So, as far as trying new things and testing out pieces of the latest and greatest... coconut oil. I've never used coconut oil but I'm reading about it on the internet, in books, and in magazines. I made cookies this week and substituted half of the butter with coconut oil. The result? Tasty McTasterson! Subtle coconut flavor that may have actually added to the texture and richness of the cookie. I used my favorite recipe that I've shared before but with the addition of coconut.
Chocolate Chip Cookies with Coconut Oil
- 1/2 C (one stick) organic unsalted butter
- 1/2 C organic unrefined fresh-pressed virgin coconut oil
- 1 C organic sugar
- 1 C brown sugar
- 2 local eggs
- 1 tsp vanilla
- 2 C organic white whole wheat flour
- 2 1/2 C organic regular oats (ground up in the blender first)
- 1/2 tsp sea salt
- 1 tsp aluminum-free baking powder
- 1 tsp baking soda
- Dark chocolate chips (approx 3/4 bag)
- Organic cranberries (approx 1 C)
- Combine dry ingredients
- Combine wet ingredients
- Add all together; mix in chocolate chips and cranberries
- Bake at 375° for 8-9 minutes (do not overbake; I use a Silpat)

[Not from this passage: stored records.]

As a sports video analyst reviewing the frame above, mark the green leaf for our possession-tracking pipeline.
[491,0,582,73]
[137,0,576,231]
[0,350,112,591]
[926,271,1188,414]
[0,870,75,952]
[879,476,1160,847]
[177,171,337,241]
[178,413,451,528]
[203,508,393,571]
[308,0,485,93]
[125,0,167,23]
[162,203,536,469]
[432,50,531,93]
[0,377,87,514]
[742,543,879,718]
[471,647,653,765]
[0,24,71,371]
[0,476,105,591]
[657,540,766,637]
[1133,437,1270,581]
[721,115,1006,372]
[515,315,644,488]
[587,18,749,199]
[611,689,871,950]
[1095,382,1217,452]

- This full recipe makes 5 dozen cookies, give or take depending on size. It can easily be cut in half, but I like to make the full recipe and freeze half. Remember: roll the cookie dough into balls, freeze on a cookie sheet until hard, and store in a ziploc baggie. Frozen cookie dough balls can be placed straight into the oven - they just might need a few extra minutes of baking time.